Dallas Business Journal - November 10, 2003

Stepping up from door-to-door selling
Sandra Zaragoza
Staff Writer

The next time you see a door-to-door book salesperson standing on your welcome mat, don't be so quick to shut the door. Among the eager college kids offering books at your front porch could be a future state governor, hotel president or real estate bigwig -- as one successful local commercial real estate broker can testify.

Because Steve Shrum, now co-managing partner with Dallas-based Glacier Commercial Realty L.P., a company he launched with partner Andrew Beckman in August this year, peddled books door-to-door during summer breaks from college.

Glacier specializes in tenant and owner representation, investment services and acquisition and disposition of office properties, industrial properties and land.

While a student at Idaho State University in 1977, Shrum heard about a company called Southwestern Co., which was offering college kids the opportunity to earn up to $4,000 in a summer.

Nashville, Tenn.-based Southwestern Co. still markets family-oriented educational reference books and software through its work force of college students. It recruits college students and relocates them in different cities so that a student "takes their work more seriously and is away from distractions," the company says.

When Shrum was with the company in the late 1970s, students were placed in a host family's home and asked to contribute about $10 in rent a week. A financially strapped college student, Shrum signed up.

"I didn't want to ask my parents for help, and I knew I would be able to see a different part of the country," he said.

He soon discovered that selling educational books 80 to 85 hours a week wasn't as easy as he'd thought it would be.

"My first year was hard. When you've never been a salesman, the rejection kills you," he said. "It was a humiliating experience, but I kept going. I was dead last in sales at the beginning of the summer. I felt like Emmitt Smith, (after the recent Dallas Cowboys vs. Arizona Cardinals game.) I felt like crying."

But by the end of the summer, Shrum had become the No.1 rookie in his group.

"It really taught me to do what you say you are going to do," he said. "It made me understand the importance of the dollar. I think it helped me to develop good work habits and good ethics."

His sales technique improved with each passing summer week. "My communication skills got better, and I would be able to tell in 20 seconds if people weren't interested," he said.

He would visit about 20 families daily, making sales in 10 to 15 of those attempts.

That first summer he earned $4,000 and enjoyed the experience so much he returned every summer for the next six years, earning more every year. He eventually gained recognition with the company as one of its top producers.

It was during this time that he met his wife, Pam, a top Bible saleswoman for the company.

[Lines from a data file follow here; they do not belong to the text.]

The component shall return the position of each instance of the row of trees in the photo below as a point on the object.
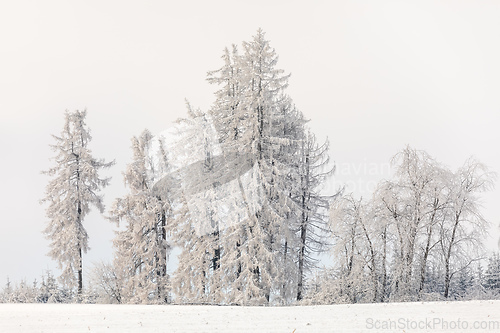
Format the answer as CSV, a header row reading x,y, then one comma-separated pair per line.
x,y
238,190
421,230
474,282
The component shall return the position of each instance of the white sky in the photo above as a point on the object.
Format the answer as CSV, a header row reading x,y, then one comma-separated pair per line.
x,y
373,76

Together they have four children, ages 4 to 14.

Though earning money was the initial attraction for Shrum, it later became secondary to the excitement of competing against his fellow college salesmen.

"I didn't want to lose," he said. "The high level of competition motivated all of us to do well."

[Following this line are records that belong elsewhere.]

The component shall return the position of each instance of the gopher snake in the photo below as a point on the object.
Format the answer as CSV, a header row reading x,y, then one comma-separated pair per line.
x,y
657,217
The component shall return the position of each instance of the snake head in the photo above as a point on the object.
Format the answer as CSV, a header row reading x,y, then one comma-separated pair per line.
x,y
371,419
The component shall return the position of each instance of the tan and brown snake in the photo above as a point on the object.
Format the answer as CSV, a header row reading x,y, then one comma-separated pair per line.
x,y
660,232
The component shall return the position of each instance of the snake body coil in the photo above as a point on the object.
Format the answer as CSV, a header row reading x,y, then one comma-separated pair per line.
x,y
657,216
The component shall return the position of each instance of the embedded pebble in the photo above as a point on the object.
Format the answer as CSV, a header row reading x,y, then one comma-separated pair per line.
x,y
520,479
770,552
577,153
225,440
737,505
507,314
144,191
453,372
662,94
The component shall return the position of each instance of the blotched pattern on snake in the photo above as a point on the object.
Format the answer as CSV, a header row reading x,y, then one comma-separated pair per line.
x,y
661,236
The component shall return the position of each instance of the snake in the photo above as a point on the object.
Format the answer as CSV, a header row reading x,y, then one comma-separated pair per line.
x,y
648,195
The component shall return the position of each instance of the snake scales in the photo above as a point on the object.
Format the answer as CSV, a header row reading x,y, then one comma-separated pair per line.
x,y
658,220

Among those he competed against were Ronnie Musgrove, now governor of Mississippi.

The experience also opened doors for Shrum as a sales manager and recruiter for Southwestern Co. He eventually left the company and moved to Dallas, where he found a retail position selling men's custom clothes from 1984 to 1987.

Many of the clients he sold suits to were movers and shakers in the real estate industry and it was at a fitting that Shrum met Jerry Fults, president of The Fults Cos., who later offered him a job.

He spent the next 15 years in tenant representation at The Fults Cos., which later became Kennedy Wilson International Inc. A few years ago, he left Kennedy Wilson and moved to Stream Realty Partners L.P.

Early this year, Shrum and colleague Andrew Beckman, who have worked together for the past 10 years, decided it was the right time to launch their own company. They brought in Morris Orr, a real estate veteran with whom they had worked at The Fults Cos.

"It's not like a start-up company that doesn't have existing clients. We have retained all of our clients," Shrum said. "We are like family. We trust each other and respect each other. There are a lot of companies that don't have trust between their partners. With us it's never going to be a problem."

Morse say selling books and suits isn't too different from what he is doing now.

"It is a lot of the same principles. You have to make calls and build relationships," he said.